Last Friday I have visited Roland DG (Digital Group)
I wanted to see how their CNC machines work...and I must say I got very happy seeing how it works, the end results and the potential this has.
I got a demo of one of their bigger machines with an automatic tool changer and a rotary axis unit.
Not sure who of you have any experience with CNC and designing for CNC production but in general you can state that the level of details in a product is defined by the layer height and smallest tool used. Smallest tool defines the smallest inside radius.
Here are some pictures of some of the samples they made for me.
What do you guys think of this? Do you like it? Why ....? How...??
Helisys Laminated (Paper) [Object Manufacturing] is a free-form fabrication method using a
recyclable material -- or, at least you can use recycled paper as the build material, rather than first-generation wood. And laser-cut paper takes on the appearance of wood when finished.
I don't work for Helisys, but I can see the couple of advantages over CNC in a not-so-sustainable material. Just a suggestion.
Nice. I have access to a Roland MDX-15, which is their tiniest model - the size of an inket printer, not even an all-in-one. (The software even loads in Windows as a simple printer driver, which is beautifully apropos.) Which is cool, but the absence of things like a tool changer and a fourth axis have always made it hard for me to utilize effectively. I would certainly expect better results from their higher-end models.
I think this would be an amazing addition. Of course the constraints of cnc milling would be completely different than for 3d printing, but for one thing, larger objects would probably come in scope. And having (sustainably sourced) wood as an option is great.
Important is the final quality; is it good enough to be used as a product out of the box? Will you consider options such as sanding, oiling and lacquering?
First of all; it would be very nice to have! In wood and maybe (later) even in aluminium or other metal.

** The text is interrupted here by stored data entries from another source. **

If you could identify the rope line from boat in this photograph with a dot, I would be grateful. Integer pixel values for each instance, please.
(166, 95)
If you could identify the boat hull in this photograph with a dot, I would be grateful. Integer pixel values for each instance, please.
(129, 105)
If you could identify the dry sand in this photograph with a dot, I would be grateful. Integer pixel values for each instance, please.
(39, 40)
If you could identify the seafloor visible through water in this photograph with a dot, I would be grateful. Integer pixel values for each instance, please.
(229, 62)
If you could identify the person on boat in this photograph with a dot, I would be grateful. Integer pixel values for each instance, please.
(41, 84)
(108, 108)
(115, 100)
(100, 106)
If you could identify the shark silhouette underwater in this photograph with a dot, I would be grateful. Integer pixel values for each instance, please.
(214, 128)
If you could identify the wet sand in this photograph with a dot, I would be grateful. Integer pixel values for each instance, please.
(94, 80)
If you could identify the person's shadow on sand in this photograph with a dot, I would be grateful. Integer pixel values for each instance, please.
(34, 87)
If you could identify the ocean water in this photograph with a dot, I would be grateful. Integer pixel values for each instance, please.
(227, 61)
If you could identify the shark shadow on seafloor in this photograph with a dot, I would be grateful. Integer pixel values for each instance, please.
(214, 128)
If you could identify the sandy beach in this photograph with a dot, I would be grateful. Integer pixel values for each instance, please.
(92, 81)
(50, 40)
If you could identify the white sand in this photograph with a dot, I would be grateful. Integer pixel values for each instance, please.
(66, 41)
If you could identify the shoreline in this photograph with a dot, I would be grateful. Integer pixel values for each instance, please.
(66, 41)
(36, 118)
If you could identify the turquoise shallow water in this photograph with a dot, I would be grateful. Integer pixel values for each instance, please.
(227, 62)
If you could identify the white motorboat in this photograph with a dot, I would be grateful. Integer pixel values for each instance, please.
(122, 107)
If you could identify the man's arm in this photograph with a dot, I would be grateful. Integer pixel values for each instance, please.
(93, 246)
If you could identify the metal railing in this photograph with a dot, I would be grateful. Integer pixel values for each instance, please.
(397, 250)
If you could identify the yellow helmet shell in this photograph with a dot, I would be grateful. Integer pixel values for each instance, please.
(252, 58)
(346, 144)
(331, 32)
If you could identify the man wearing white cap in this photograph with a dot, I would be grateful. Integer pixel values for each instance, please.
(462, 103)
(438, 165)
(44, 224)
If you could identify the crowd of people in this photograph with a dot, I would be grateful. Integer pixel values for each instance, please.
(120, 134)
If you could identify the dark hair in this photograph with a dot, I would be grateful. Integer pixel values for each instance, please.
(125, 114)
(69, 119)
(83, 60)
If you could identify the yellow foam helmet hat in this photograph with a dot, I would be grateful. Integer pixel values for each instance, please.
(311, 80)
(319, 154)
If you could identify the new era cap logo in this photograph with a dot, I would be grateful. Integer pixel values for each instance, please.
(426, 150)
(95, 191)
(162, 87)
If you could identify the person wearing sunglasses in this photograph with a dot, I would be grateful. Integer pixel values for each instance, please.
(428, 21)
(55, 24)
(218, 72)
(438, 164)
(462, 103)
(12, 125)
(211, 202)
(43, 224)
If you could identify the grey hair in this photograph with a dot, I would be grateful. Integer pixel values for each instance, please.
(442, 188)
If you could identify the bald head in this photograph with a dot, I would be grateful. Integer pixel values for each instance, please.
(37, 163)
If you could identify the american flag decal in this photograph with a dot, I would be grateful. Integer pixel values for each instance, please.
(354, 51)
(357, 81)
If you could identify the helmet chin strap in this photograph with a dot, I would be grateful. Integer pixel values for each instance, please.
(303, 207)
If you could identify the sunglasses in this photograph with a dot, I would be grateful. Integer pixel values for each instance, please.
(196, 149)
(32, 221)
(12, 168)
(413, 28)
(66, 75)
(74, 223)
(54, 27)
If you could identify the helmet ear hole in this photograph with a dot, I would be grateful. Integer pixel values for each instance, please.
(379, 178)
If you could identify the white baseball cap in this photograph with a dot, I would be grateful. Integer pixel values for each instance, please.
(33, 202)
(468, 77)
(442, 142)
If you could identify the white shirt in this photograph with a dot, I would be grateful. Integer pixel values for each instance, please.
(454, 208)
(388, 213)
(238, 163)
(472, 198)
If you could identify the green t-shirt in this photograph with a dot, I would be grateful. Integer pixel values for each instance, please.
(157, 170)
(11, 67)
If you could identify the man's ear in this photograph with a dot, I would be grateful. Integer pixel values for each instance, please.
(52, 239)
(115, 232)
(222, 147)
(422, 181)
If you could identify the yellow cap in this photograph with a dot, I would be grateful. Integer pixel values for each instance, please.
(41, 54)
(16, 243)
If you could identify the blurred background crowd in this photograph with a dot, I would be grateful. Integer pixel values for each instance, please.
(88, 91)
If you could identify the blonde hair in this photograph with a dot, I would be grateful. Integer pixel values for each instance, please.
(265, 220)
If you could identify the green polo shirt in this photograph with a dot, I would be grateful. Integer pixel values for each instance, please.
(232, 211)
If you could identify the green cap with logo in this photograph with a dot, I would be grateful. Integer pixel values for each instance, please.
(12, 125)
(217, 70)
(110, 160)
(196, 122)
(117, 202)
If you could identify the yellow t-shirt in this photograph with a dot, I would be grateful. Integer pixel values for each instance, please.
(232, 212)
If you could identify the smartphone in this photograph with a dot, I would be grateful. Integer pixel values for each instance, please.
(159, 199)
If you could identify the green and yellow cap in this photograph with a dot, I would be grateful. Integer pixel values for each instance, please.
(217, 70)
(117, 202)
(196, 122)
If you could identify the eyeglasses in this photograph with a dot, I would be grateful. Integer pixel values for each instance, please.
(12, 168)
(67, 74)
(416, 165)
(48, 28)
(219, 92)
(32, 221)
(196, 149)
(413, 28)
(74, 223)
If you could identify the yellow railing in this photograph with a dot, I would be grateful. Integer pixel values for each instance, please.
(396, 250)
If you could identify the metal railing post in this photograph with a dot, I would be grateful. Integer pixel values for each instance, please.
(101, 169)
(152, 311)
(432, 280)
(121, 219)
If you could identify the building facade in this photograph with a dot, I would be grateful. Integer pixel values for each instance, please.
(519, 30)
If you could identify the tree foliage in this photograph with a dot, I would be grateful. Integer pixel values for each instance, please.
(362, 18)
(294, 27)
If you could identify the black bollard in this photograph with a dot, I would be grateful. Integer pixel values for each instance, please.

Next, although my CNC experience is limited (only worked once with a 2.5D w/ auto-tool changer) my impression is that setup is much more difficult and time-costly (remember that it goes per product; not per print build) than with layered processes. And this is not just a machine-operation issue; it depends for a large part on the design as well; can the tool reach the part to be cut - without hitting and breaking the part? At what points do you want the affixing-points ("opspannen" in Dutch); how many operations does it take. Unless Roland has awesome automation software (I don't know, would be great) there is a great deal of 'feel' and experience from the machine operator that goes into this. It will be tough to communicate what you can and cannot design and equally hard to bring pricing down to an simple equation like you have with the layered processes (because of the unpredictability due to a part's design). Nevertheless, please don't pay attention to my negativity and just do it! It would be a great addition.
P.S. Any plans for 2D (laser) cutting and taking the fight to Ponoko? .
this would be a great addition to your current services. For materials I would like to see wood (multiple types), aluminum (while you are filling my fantasies please offer an anodizing service), and a Corian-like material
You can also use FOAM with CNC machines, which is great for prop makers who want a "non thethal" or heavy weapon they may try to replica. I hope if you guys do this that the foam is also considered.. usually its done in multiple foam layers or styrofoam.
I've wanted to do things in wood for ages!
I would definitely do characters and toys, but also a lot of "normal" objects, like designer handles, buttons, candle holders and so on...
One thing that would be important though, is the type and quality of wood we choose from and also being able to tell you which way the wood rings should be.
I love it :D
What also becomes possible with CNC.... and I say also because it's also possible with 3D printing... is making is making Lithophanes (aka Lightsculptures) http://www.deskproto.com/support/videos-lithophanes.htm I have seen this version in really live and it looks really good. It's made from PVC.
The larger Roland mills may be fine, but you might also take a look at MiniTech and Modelmaster CNC mills, they're typically more robust and mechanically solid than the smaller Roland machines. I use a 13 year old Modelmaster CNC 1000 mill to cut wax for jewelry prototyping.
The surface resolution is very smooth. You'll have to consider toolpathing strategies when pricing a project. Sometimes a model must be cut from 2, 3, or 4 sides to reach all the detail whereas some designs such as simple rings are cut on a rotary table.